For recessive diseases such as RDEB, repairing either mutated allele by CRISPR will likely lead to clinical improvement. For cancers driven by dominant mutations, the mutated allele needs to be corrected while leaving the non-mutated allele, as well as wild-type cells nearby, untouched. In some cases, such as mutant KRAS, which leads to continuous proliferation of cells, there are naturally occurring gRNA target sites that only occur in the mutated allele, which can be targeted by CRISPR. In another case, researchers exploited the specificity of the protospacer adjacent motif (PAM), which is required for Cas9 to cut. The target sequence itself can actually tolerate a mismatch between the gRNA and DNA sequences, which means the non-mutant allele is at risk of being modified. In targeting an EGFR mutation, commonly implicated in cancer, researchers writing in Laboratory Investigation used a gRNA that targeted a PAM sequence that was only present because it was created by the mutation, meaning that the Cas9 was only able to target the mutant allele. In both of these cases, disease burden was reduced in mouse models, but not eliminated. The failure to completely eliminate disease could be due to the less than 100% efficiency of gene editing, or possibly because repairing the mutated KRAS or EGFR is not enough to eliminate the disease. Many therapies are not effective in isolation, and this strategy may work more efficiently in combination with other therapies.

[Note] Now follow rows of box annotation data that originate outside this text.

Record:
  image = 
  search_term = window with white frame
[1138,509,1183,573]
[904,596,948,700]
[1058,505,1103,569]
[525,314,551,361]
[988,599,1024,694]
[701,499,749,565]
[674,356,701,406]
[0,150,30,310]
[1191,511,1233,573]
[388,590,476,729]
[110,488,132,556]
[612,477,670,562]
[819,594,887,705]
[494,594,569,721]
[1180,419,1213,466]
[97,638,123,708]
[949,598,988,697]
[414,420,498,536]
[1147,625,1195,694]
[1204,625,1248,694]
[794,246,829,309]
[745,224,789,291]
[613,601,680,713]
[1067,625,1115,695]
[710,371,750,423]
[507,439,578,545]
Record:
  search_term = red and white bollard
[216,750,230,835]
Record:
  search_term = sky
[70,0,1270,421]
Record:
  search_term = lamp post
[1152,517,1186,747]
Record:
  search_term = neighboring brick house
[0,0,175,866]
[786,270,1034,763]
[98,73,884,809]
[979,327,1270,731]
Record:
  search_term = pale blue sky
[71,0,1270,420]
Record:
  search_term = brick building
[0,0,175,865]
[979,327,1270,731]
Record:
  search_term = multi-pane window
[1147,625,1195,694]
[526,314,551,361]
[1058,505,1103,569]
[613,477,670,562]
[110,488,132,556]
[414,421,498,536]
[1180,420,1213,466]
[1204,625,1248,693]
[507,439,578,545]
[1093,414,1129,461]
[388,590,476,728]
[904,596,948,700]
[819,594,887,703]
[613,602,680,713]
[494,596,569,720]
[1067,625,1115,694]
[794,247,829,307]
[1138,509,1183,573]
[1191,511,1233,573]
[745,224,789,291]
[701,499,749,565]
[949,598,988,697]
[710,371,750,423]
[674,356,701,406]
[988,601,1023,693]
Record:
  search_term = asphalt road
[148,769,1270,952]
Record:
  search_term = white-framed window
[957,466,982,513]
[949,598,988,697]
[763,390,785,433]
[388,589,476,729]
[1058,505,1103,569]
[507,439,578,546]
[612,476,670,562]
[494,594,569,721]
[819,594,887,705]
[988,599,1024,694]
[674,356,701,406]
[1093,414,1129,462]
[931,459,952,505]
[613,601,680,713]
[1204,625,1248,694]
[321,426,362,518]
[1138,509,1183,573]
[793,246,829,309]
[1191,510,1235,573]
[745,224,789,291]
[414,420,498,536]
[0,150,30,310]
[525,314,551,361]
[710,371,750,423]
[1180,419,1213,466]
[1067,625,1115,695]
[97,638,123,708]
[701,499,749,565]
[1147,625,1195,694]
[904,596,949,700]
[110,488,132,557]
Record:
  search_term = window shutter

Another exciting possibility for CRISPR use in therapeutics is to overcome some of the hurdles to xenotransplantation. The use of porcine organs, which are similar in size to human organs, for xenotransplantation is currently unworkable in part because of the risk of porcine endogenous retrovirus (PERV) transmission. Researchers at eGenesis have used CRISPR as a method to overcome this particular problem, by generating PERV-inactivated pigs. Other hurdles to porcine xenotransplantation remain, but this is a step toward safe use of porcine organs.

CRISPR-based technologies will continue to be improved for use in different contexts and combined with other technologies in innovative ways to solve problems in biomedical research, medicine, and beyond. Going forward, researchers will have to grapple with the ethical implications of using CRISPR in humans and the cost of these new and exciting CRISPR therapies.